Die Fälle von Depressionen sind mit 23 % Prozent vor allem bei Mädchen zwischen 10 und 13 Jahren gestiegen. Bei 15 bis 17-Jährigen ist hingegen bei Angststörungen ein Wachstum von 24 % Prozent zu verzeichnen – ein stetiger Anstieg seit 2020.

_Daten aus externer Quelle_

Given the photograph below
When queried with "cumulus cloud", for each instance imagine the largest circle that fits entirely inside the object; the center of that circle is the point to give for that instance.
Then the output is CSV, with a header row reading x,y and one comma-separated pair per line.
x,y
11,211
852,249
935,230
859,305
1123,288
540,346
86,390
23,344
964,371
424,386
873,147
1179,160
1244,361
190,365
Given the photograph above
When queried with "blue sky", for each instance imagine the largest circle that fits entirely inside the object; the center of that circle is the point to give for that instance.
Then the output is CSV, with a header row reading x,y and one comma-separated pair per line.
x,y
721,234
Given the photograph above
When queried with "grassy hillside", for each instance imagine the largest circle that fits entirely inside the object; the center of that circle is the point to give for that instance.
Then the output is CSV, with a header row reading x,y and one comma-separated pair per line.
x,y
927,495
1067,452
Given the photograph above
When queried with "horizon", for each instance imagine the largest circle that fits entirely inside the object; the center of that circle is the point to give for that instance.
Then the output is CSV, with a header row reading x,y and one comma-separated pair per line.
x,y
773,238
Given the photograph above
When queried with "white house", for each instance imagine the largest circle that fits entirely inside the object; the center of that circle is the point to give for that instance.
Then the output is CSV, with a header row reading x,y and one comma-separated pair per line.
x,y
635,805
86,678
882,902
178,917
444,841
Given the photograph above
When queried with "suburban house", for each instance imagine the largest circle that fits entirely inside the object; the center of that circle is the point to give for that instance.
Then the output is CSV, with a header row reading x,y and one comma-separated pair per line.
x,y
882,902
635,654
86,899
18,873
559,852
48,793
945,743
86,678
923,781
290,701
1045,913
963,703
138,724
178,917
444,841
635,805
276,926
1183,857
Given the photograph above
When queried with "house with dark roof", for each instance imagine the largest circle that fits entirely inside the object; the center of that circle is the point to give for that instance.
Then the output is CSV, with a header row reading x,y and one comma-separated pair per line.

Anzeichen für Depression, Angst- und Esstörungen

Leider bleiben psychische Störungen oft lange unentdeckt, vielen Eltern ist nicht bewusst, dass auch schon Kinder unter Erkrankungen wie Depressionen, Angst- oder Essstörungen leider können. Bei folgenden Anzeichen sollten Sie handeln:

Depression

Eine Depression äußert sich mit einer anhaltend verschlechterten wie beispielsweise gedrückten, manchmal auch gereizten Stimmungslage, einer verminderten Fähigkeit, Freude zu empfinden. Hinzu kommt das Verspüren von weniger Antrieb beziehungsweise Energie für Aktivitäten. Zusätzlich können auch noch andere Symptome hinzukommen: Rückzug aus dem sozialen Umfeld, Veränderungen des Schlafverhaltens und/oder Schlafstörungen. Aber auch eine grundsätzlich negative Sicht auf die eigene Lebenssituation und manchmal Selbstverletzungen können auftreten. In schweren Fällen können sogar suizidale Gedanken hinzukommen.

Angststörung

Angststörungen umfassen verschiedene Erkrankungen, deren Kernsymptome meist eine übersteigerte Angst vor bestimmten Situationen sind sowie eine Neigung, diese Situationen zu vermeiden. Bei Jugendlichen sind dies oft sogenannte „soziale Angststörungen“, bei denen Situationen Angst auslösen, in denen die betroffene Person im Mittelpunkt der Aufmerksamkeit steht und Sorgen hat, von anderen Menschen bewertet zu werden. Durch die erschwerte Schulsituation während der Pandemie haben sich auch Schul- und Leistungsängste zugespitzt, die in schweren Fällen bis zu einer kompletten angstbedingten Vermeidung des Schulbesuchs reichen.

Essstörung

Essstörungen äußern sich durch eine Gewichtsabnahme, die durch eine reduzierte Aufnahme von Kalorien bedingt ist. Diese Abnahme kann bis zu einem schweren und lebensbedrohlichen Untergewicht gehen. Bei einer solchen Essstörung herrscht die Angst vor Gewichtszunahme, oft verbunden mit der Einschätzung, zu dick zu sein. Diese Symptome werden oft mit zunehmendem Untergewicht immer ausgeprägter und verfestigen sich mit anhaltender Dauer der Essstörung.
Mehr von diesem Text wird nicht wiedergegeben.